Through the treaty, they agreed that all the land outside Europe should be an exclusive
duopoly between the two countries. The treaty established an imaginary line along a
north-south meridian 370 leagues west of Cape Verde Islands, roughly 46° 37' W. In
terms of the treaty, all land to the west of the line (which is now known to include most
of the South American soil), would belong to Spain, and all land to the east, to Portugal.
Because accurate measurements of longitude were not possible at that time, the line
was not strictly enforced, resulting in a Portuguese expansion of Brazil across the
meridian.
In 1498, during his third voyage to the Americas, Christopher Columbus sailed near the
Orinoco Delta and then landed in the Gulf of Paria (Actual Venezuela).
Amazed by the great offshore current of freshwater which deflected his course
eastward, Columbus expressed in his moving letter to Isabella I and Ferdinand II that he
must have reached heaven on Earth (terrestrial paradise):
Great signs are these of the Terrestrial Paradise, for the site conforms to the
opinion of the holy and wise theologians whom I have mentioned.
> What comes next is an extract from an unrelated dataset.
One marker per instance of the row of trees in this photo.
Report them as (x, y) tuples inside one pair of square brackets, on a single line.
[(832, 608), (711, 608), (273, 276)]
And likewise,
the [other] signs conform very well, for I have never read or heard of such a
large quantity of fresh water being inside and in such close proximity to salt
water; the very mild temperateness also corroborates this; and if the water of
which I speak does not proceed from Paradise then it is an even greater marvel,
because I do not believe such a large and deep river has ever been known to
exist in this world.
Beginning in 1499, the people and natural resources of South America were repeatedly
exploited by foreign conquistadors, first from Spain and later from Portugal. These
competing colonial nations claimed the land and resources as their own and divided it
into colonies.
European diseases (smallpox, influenza, measles and typhus) to which the native
populations had no resistance were the overwhelming cause of the depopulation of
the Native American population. Cruel systems of forced labor (such as encomiendas
and mining industry's mita) under Spanish control also contributed to depopulation.
“Lower bound estimates speak of a decline in the population of around 20–50 percent,
whereas high estimates arrive at 90 percent.”
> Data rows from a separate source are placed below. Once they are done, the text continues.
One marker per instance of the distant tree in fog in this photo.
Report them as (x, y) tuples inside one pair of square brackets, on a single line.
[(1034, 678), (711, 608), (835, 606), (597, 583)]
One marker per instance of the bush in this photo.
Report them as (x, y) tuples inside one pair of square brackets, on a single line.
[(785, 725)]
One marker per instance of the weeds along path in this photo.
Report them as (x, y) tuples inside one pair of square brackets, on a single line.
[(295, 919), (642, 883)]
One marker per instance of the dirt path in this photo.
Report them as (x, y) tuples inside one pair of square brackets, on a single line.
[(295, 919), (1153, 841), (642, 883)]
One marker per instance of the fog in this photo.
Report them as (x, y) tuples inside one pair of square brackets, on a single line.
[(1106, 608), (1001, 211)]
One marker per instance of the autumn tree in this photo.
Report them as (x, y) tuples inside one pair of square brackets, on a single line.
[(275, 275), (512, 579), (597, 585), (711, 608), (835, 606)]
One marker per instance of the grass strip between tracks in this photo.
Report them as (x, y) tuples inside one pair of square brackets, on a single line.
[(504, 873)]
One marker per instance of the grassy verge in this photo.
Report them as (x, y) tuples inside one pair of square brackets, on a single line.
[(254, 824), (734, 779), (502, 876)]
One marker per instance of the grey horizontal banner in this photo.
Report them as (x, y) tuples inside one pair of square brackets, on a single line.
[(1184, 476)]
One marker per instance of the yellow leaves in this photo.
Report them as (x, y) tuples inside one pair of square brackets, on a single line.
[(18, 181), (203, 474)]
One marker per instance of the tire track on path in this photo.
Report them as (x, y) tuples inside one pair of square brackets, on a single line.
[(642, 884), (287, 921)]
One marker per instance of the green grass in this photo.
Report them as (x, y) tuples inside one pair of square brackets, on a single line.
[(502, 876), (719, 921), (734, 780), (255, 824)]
Following this, African slaves, who had developed immunity to these diseases,
were quickly brought in to replace them.
Eventually, the natives and the Spaniards interbred, forming a Mestizo class. Mestizos
and the Native Americans were often forced to pay unfair taxes to the Spanish
government and were punished harshly for disobeying their laws. Many native
artworks were considered pagan idols and destroyed by Spanish explorers. This
included a great number of gold and silver sculptures, which were melted down before
transport to Europe.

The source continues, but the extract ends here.